Suit up boys and girls, I'm about to get trekkie. Like very trekkie. You might want to bail out now. Still with me? Ok, inspired by the Kickstarter campaign for a Veronica Mars movie, there's a chance of bringing back Star Trek: Enterprise as a Netflix series.
Of course, by 'suit up' I mean slip in to
your ill-fitting, homemade future onesie.
"Fuck the Prime Directive!"
-Jean-Luc Picard
Holy shit? Awesome right? Apart from J. J. Abrams' entertaining, yet explosion-heavy reboot movie, there hasn't been any new Trek since 2005 when the UPN Firefly'ed Enterprise (it's a verb I made up meaning 'to prematurely cancel a sci-fi TV series'). Its cancellation, along with the movie franchise being sunk by the objectively terrible Star Trek 10: The One Where Picard Goes Off-Roading on a Pre-Warp Planet, put an end to the 18-year stretch of Star Trek episodes that began with The Next Generation all the way back in 1987.

UPN's move forced many of us to, you know, go outside and have a social hasn't been easy, but the prospect of new episodes offers trekkies a ray of hope. A 'ray' in this instance being strictly metaphorical as we'd be watching it indoors, away from the harsh glare of the surface world.
"Yup, this is the life...a rickets-filled, lonely existence likely ending in heart disease."
And then this happened.
So you're probably confused and wondering which of the eight or nine dozen Star Trek spin-offs was Enterprise? I'm glad you asked. Enterprise was the most recent and probably the least popular, it lasted only four seasons whereas TNG, DS9 and Voyager all ran for seven. Despite staring nerd-icon Scott 'Quantum Leap' Bakula, the fans were kind of divided on it. Some loved it for its grittier, near-future setting, fancy-schnamcy special effects and for reasons best left unexplored, scenes of the crew smearing decontamination gel all over each other.

Other fans however, took issue with the quasi-Christian rock theme song, the writer's tendency to recycle plot lines and the aforementioned decontamination scenes which really are about as creepy as they sound.
That's Evil Parallel Universe Captain Archer fighting a Gorn abord a Starship stuck
in-between dimensions thus ripping off three (one, two and three) Kirk episodes at once. 

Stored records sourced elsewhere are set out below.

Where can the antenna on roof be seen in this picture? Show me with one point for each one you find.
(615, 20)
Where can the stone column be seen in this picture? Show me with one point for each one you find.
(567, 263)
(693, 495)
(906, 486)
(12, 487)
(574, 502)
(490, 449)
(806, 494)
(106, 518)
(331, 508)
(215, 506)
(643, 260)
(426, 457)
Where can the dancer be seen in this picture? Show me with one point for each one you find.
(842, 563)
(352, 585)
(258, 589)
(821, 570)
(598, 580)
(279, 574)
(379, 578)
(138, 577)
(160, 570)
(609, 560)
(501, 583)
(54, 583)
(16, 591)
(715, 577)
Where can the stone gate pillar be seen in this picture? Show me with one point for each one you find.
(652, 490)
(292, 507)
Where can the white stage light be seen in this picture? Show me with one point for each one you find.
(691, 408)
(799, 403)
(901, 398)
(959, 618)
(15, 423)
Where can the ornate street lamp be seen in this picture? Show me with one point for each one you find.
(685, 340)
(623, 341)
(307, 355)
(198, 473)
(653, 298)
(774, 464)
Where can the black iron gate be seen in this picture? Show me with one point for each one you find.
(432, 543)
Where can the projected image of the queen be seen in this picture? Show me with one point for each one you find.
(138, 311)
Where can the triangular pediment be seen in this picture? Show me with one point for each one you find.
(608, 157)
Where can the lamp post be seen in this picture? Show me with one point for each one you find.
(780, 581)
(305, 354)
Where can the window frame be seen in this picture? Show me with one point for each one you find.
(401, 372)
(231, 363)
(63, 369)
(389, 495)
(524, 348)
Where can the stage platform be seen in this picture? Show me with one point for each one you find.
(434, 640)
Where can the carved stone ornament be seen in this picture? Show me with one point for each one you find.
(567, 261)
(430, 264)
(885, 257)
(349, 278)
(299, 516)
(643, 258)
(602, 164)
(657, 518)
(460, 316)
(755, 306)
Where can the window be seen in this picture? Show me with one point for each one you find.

You heard me, Zombie Vulcans!
So why bring it back? Well, despite some weak entries, most notably the episode where Scott Bakula fights lizard-men in 2004 Detroit, (seriously? Detroit?) the series was pretty good and managed to get better as it went on. Season three had an episode with zombie Vulcans, and if it made it to season five we would have seen live-action Kzinti (a bloodthirsty race of cat-people from Larry Niven's Ringworld). Doug Drexler, one of the effects artists, set up Facebook page which you can, and should, go like, and supposedly Netflix is tracking the number of people streaming it, so go do your nerdly duty and watch because for real: zombie Vulcans.


  1. If Lizard Men were to be found in a major metropolitan area in 2004 without it getting into the history books (or anyone knowing about it at all) it would pretty much HAVE to be Detroit.